Barthes a depuis longtemps défini le théâtre comme « machine cybernétique », « polyphonie informationnelle », la théâtralité comme « épaisseur de signes8 » qui dépasse le texte pour s’expliquer sémiotiquement dans la pluralité et la « littéralité » des objets de la scène. Cependant, hors de la textualité, on ne peut pas confier à la seule théâtralité la tâche de la représentativité. De même, un texte de théâtre peut être lu comme « non-théâtre », il peut être « romanisé9 » (et donc analysé selon les critères narratologiques). Malheureusement cela implique souvent une séparation (non pas une réciprocité) entre le texte lu et le texte représenté, si bien que la question de la pertinence du terme ‘récit’ à propos d’une pièce de théâtre suscite encore maints débats critiques à cause de l’entrecroisement des genres.

Le récit se situe entre texte représenté et texte écrit (l’élément scriptural) ; il se présente comme le résultat d’une tension entre le pôle de l’univers diégétique – le raconté – et celui de l’agent organisateur – le racontant – se caractérisant par une dyscrasie de l’ordre temporel et de l’histoire. Si, dans une pièce de théâtre, les événements se déroulent selon un ordre logique, séquentiel et cohérent, le récit a pour fonction de défaire cohérence et séquentialité afin de mieux expliquer des faits textuels, de donner d’autres éléments pour la compréhension du texte et des personnages, ou encore pour exprimer des idées, des opinions en marge de l’action. Il peut se déterminer alors comme facteur de libération des contraintes du texte comme acte scénique.
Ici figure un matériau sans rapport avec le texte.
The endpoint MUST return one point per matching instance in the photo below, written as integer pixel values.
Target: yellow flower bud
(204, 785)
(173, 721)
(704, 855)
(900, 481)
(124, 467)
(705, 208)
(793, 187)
Car il se pose entre l’actualisation scénique du texte et l’histoire représentée ; car il n’est pas assujetti aux axes de l’hinc et nunc du discours théâtral, même s’il s’en sert.

Au-delà de l’opposition temps de la représentation/temps représenté, on peut situer un temps du récit (scénique et textuel) qui ne fait partie des événements que de façon marginale et qui est offert au spectateur (ou au lecteur) par l’intermédiation d’un personnage-narrateur. Concernant la diègèsis non mimétique, le récit participe alors d’un statut narratif qui, d’ailleurs, ne peut pas être accordé aux dialogues car ils « montrent » l’histoire10. L’opposition s’établit pourtant entre le récit « rapporté », qui peut être ‘réglé’ à partir des critères narratologiques, et le dialogue « montré », ce qui cause une hybridation générique.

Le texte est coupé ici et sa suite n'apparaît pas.